Vietnamese philosophy includes both traditional Confucian philosophy, Vietnamese local religious traditions, and later philosophy introducing French, Marxist, Catholic and other influences.

Confucianism in Vietnam

Confucianism entered Vietnam and was later reinforced in the four Bắc thuộc periods of Chinese domination, beginning with the first Chinese domination of Vietnam from 111 BCE. This was also the beginning of Taoism in Vietnam and Buddhism in Vietnam. Confucianism was reinforced in government by the Confucian court examination system in Vietnam, as well as the way family raised and taught children toward filial piety, through absolute obedience.

Nationalism in Vietnam

Communism in Vietnam

Socialism in Vietnam

Ho Chi Minh Thought

Study of Vietnamese philosophy
Most research on Vietnamese philosophy is conducted by modern Vietnamese scholars.
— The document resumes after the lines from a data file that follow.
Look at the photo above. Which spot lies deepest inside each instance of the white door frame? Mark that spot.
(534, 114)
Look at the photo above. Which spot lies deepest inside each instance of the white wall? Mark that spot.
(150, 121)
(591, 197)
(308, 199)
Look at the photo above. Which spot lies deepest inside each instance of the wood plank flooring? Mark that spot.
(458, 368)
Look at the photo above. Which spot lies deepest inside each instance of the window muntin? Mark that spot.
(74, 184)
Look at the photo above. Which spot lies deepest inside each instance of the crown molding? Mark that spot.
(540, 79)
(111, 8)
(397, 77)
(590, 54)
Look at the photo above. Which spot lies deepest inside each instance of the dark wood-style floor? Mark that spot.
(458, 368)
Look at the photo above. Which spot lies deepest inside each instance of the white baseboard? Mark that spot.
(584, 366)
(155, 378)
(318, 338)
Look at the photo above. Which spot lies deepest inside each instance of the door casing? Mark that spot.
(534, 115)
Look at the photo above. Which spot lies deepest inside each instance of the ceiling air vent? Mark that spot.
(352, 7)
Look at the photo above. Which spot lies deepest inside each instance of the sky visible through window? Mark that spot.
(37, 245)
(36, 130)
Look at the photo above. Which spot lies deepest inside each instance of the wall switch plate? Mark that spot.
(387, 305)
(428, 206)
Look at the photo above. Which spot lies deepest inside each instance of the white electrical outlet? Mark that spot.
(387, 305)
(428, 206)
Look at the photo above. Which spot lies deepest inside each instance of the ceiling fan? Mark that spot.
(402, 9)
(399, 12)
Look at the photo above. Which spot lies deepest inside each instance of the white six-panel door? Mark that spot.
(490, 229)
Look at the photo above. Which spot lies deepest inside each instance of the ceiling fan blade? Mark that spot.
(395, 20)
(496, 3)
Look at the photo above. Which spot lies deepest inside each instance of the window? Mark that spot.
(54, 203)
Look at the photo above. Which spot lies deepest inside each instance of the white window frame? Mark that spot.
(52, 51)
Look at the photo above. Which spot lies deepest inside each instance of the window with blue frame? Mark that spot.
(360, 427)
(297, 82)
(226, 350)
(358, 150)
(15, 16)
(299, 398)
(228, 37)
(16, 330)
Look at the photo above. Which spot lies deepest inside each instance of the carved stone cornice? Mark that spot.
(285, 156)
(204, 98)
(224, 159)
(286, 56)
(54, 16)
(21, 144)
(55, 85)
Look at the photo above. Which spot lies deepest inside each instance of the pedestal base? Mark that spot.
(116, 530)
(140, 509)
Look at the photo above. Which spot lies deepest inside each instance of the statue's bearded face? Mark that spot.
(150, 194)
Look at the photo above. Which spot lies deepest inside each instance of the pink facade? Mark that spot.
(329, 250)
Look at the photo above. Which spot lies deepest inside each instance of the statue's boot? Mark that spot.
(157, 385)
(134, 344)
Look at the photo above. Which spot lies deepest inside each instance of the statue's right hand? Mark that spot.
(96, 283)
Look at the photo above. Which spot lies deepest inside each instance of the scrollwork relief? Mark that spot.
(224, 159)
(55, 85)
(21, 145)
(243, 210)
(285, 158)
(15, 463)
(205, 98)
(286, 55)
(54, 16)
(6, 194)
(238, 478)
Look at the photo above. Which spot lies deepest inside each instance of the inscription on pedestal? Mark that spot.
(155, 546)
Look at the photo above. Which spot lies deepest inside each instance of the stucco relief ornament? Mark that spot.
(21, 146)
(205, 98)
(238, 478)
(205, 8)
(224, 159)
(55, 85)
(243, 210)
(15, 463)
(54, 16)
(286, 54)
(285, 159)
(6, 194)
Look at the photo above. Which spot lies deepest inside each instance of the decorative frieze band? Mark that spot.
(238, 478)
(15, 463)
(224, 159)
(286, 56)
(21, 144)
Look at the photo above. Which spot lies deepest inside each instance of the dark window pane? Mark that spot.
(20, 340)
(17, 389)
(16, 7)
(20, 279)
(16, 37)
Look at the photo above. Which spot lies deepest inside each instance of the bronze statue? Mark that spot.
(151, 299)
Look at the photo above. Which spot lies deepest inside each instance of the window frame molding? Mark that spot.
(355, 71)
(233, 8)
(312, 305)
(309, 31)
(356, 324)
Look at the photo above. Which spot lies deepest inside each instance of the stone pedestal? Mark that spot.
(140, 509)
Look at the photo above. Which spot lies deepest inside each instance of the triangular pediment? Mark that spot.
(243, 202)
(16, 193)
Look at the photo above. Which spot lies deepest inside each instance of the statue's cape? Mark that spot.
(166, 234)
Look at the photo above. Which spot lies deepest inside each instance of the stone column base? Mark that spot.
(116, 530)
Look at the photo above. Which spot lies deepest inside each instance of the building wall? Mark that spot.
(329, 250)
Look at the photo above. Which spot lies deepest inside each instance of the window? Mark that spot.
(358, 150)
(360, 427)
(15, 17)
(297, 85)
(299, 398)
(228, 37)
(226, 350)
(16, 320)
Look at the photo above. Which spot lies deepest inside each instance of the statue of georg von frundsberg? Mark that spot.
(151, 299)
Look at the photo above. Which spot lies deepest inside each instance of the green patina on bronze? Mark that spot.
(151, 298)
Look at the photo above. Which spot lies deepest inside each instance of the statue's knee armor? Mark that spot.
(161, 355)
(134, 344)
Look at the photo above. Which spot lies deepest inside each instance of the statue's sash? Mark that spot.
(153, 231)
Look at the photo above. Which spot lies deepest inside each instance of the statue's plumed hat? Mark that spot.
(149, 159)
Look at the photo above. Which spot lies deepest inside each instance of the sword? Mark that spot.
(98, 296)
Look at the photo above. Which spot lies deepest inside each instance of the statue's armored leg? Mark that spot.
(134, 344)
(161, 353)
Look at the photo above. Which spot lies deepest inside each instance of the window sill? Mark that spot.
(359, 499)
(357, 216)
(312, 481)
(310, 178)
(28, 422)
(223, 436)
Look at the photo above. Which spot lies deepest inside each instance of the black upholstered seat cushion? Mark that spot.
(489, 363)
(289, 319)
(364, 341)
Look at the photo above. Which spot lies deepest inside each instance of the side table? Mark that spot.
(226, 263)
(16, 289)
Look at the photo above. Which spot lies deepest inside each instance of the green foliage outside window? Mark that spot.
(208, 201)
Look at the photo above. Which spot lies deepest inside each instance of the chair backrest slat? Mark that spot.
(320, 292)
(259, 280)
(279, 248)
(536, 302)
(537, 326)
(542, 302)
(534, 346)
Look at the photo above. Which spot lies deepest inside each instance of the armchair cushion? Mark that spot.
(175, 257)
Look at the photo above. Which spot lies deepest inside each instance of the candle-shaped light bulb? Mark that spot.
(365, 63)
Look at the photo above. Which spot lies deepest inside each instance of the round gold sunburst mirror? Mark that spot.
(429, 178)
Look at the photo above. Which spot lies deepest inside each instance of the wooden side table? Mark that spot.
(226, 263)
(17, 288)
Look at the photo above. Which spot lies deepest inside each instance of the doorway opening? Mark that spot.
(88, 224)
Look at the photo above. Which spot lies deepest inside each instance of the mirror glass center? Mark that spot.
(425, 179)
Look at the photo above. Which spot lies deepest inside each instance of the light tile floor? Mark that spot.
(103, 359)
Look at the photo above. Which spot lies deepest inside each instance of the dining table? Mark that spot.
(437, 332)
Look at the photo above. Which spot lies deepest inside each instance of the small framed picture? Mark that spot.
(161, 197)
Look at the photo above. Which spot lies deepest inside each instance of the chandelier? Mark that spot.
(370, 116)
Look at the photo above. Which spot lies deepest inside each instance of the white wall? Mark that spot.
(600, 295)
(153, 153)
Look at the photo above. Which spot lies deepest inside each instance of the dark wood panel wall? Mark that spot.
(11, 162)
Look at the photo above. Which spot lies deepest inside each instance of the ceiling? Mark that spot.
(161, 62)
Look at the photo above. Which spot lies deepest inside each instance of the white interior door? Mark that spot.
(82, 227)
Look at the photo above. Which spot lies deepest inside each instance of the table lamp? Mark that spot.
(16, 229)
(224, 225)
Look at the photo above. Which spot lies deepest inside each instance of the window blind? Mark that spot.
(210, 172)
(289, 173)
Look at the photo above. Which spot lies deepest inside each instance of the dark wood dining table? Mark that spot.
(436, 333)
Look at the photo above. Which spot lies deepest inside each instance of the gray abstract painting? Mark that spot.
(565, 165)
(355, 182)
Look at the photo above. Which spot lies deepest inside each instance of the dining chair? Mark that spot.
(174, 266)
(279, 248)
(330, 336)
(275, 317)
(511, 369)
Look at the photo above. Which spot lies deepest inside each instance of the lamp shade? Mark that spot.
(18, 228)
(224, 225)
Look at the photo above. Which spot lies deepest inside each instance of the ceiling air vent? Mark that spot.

The traditional Vietnamese philosophy has been described by one biographer of Ho Chi Minh (Brocheux, 2007) as a "perennial Sino-Vietnamese philosophy" blending different strands of Confucianism with Buddhism and Taoism. Some researchers have found the empirical evidence of this "blending" and defined the socio-cultural phenomenon as "cultural additivity". Another, Catholic, writer (Vu, 1966) has analysed Vietnamese philosophy as constituted of tam tài ("three body" Heaven, Man, Earth) philosophy, yin-yang metaphysics, and agricultural philosophy. Tran Van Doan, professor of philosophy at National Taiwan University (1996) considers that Vietnamese philosophy is humanistic but not anthropocentric.

Notable philosophers
The confucian poet-philosopher-scholar is typified by Lê Quý Đôn. Other confucianists include Chu Văn An (1292–1370) mandarin, Lê Quát a 14th Century anti-Buddhist Confucian writer, Mạc Đĩnh Chi (1280–1350), Nguyễn Trãi (1380–1442) a famous Đại Việt Confucian scholar, Nguyễn Khuyến (1835-1909). Notable modern Vietnamese philosophers include Cao Xuân Huy (vi, 1900-1983), Nguyễn Duy Quý (vi, 1932-), Nguyễn Đức Bình (vi, 1927-), Nguyễn Đăng Thục (vi, 1909-1999), Phạm Công Thiện (vi, 1941-2011), Trần Văn Giàu (vi, 1911–2010), modern marxist philosopher Trần Đức Thảo (noted in Paris in the 1960s) and Vietnamese Catholic philosopher Lương Kim Định.